7.4.2 Estimation​ of extreme risk measures​‌

Participants: Jonathan El Methni​​, Antoine Franchini,​​​‌ Stephane Girard.

Joint​ work with: M. Allouche​‌ (Kaiko) and A. Dutfoy​​ (EDF).

Most of extrapolation​​​‌ methods dedicated to the​ estimation of extreme risk​‌ measures rely on the​​ approximation of the excesses​​​‌ distribution above a high​ threshold by a Generalized​‌ Pareto Distribution (GPD). In​​ 51, we propose​​ an alternative to the​​​‌ GPD, called the Refined‌ Pareto Distribution (RPD), which‌​‌ allows for a second-order​​ approximation of the excesses​​​‌ distribution. The parameters of‌ the RPD are estimated‌​‌ using an Approximate Bayesian​​ Computation (ABC) method, and​​​‌ reduced-bias estimators of extreme‌ risk measures are then‌​‌ derived together with the​​ associated credible intervals. The​​​‌ ABC estimator demonstrates good‌ performance over a wide‌​‌ range of heavy-tailed distributions.​​ Its usefulness is also​​​‌ illustrated on two data‌ sets of insurance claims.‌​‌ The results are submitted​​ for publication.

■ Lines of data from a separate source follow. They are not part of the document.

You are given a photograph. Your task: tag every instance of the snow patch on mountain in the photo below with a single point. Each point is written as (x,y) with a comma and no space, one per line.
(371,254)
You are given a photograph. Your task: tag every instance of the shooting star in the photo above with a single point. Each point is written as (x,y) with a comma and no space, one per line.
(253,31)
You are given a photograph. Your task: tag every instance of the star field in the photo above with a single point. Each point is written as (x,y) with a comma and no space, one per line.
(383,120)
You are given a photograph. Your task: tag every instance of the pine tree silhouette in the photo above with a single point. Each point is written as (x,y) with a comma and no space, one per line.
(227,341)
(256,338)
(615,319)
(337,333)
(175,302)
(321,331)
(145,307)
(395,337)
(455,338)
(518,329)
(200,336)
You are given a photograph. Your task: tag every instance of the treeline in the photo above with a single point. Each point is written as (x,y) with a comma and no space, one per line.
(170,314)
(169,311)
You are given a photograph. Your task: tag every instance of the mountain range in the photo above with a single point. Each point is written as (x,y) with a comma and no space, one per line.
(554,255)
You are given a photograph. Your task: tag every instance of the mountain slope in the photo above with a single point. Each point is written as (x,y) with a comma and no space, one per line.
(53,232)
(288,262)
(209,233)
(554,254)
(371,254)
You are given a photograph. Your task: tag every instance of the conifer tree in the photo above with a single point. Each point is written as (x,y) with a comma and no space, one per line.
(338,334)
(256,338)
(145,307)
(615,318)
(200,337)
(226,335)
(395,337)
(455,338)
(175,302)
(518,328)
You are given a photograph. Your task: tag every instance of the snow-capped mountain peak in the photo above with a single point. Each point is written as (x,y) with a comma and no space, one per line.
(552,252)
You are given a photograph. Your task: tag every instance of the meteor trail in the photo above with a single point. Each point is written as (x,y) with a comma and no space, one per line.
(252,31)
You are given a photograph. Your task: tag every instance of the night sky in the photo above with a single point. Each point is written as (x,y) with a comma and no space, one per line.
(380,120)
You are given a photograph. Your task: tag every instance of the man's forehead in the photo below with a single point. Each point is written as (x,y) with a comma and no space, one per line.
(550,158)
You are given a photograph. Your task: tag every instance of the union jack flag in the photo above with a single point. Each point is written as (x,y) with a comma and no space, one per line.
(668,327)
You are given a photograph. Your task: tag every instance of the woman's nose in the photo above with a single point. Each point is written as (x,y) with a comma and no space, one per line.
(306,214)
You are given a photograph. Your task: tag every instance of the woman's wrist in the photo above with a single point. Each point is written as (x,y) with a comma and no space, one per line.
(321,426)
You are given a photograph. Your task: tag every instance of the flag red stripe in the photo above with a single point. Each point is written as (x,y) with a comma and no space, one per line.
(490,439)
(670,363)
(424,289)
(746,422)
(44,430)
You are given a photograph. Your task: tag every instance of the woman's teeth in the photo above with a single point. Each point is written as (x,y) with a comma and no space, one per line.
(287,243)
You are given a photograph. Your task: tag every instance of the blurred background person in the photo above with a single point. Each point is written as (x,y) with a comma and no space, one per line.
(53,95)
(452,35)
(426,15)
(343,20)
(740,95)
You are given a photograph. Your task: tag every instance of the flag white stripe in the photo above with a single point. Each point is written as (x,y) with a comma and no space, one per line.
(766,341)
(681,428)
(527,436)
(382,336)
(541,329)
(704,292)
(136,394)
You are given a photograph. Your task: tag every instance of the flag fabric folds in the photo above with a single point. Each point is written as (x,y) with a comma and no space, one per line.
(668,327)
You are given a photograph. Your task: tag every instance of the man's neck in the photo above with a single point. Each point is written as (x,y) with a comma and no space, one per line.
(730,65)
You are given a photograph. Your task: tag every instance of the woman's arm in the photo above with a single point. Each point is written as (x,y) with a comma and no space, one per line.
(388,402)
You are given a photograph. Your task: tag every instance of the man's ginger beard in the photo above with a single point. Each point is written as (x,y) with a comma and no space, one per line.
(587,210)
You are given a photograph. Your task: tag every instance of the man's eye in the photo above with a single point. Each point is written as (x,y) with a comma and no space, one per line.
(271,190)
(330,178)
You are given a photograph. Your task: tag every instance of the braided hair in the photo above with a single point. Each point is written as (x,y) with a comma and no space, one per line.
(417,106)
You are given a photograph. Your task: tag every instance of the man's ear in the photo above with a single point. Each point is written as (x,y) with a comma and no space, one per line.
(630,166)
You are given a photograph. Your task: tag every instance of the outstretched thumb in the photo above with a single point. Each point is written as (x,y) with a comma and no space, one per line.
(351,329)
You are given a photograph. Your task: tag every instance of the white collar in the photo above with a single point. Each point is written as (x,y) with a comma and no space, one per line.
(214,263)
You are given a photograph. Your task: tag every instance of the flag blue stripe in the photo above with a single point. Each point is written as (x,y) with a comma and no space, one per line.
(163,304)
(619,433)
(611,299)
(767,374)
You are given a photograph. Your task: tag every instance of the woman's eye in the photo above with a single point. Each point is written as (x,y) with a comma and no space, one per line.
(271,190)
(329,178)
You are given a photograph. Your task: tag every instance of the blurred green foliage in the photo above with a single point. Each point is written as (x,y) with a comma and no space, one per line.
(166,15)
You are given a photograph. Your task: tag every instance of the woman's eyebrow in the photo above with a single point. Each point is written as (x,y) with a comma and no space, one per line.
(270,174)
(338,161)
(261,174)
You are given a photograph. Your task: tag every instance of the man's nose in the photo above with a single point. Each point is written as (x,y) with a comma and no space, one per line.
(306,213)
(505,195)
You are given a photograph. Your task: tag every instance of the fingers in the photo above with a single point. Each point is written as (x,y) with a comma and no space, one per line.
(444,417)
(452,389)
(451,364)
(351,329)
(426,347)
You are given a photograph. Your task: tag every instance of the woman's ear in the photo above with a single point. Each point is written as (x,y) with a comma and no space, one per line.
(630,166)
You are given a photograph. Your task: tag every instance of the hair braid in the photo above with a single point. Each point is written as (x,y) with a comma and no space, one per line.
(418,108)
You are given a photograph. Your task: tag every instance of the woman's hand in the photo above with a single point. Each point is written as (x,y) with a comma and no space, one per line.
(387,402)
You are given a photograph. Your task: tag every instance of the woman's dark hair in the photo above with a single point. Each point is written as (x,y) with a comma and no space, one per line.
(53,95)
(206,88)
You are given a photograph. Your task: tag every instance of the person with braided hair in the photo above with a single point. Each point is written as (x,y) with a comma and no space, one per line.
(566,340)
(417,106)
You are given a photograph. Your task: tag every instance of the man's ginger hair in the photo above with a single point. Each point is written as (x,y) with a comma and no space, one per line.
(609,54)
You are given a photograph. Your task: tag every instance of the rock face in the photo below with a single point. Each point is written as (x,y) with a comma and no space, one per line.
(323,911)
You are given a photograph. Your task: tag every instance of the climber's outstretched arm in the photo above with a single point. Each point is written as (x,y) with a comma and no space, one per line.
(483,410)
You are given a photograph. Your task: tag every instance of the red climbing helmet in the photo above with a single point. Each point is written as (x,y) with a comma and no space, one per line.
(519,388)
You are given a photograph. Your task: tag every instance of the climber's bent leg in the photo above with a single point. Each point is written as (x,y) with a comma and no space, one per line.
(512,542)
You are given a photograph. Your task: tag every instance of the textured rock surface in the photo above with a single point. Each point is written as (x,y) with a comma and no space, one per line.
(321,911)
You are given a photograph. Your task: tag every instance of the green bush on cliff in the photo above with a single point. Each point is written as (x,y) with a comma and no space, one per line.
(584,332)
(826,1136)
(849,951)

The celebrated​​​‌ Weissman estimator provides a‌ simple way to compute‌​‌ extreme quantiles, lying outside​​ the observation range, from​​​‌ heavy-tailed distributions. Asymptotic confidence‌ intervals can also be‌​‌ built basing on its​​ asymptotic normality, but they​​​‌ may suffer from poor‌ coverage properties in practice.‌​‌ In the context of​​ the PhD thesis of​​​‌ Antoine Franchini, we propose‌ several higher order approximations‌​‌ of the Weissman estimator​​ asymptotic distribution together with​​​‌ a data-driven procedure to‌ automatically select the most‌​‌ appropriate one. The usefulness​​ of the associated adaptive​​​‌ confidence interval is illustrated‌ on an intensive simulation‌​‌ study as well as​​ on two climatic and​​​‌ financial data sets. The‌ results are submitted for‌​‌ publication 54.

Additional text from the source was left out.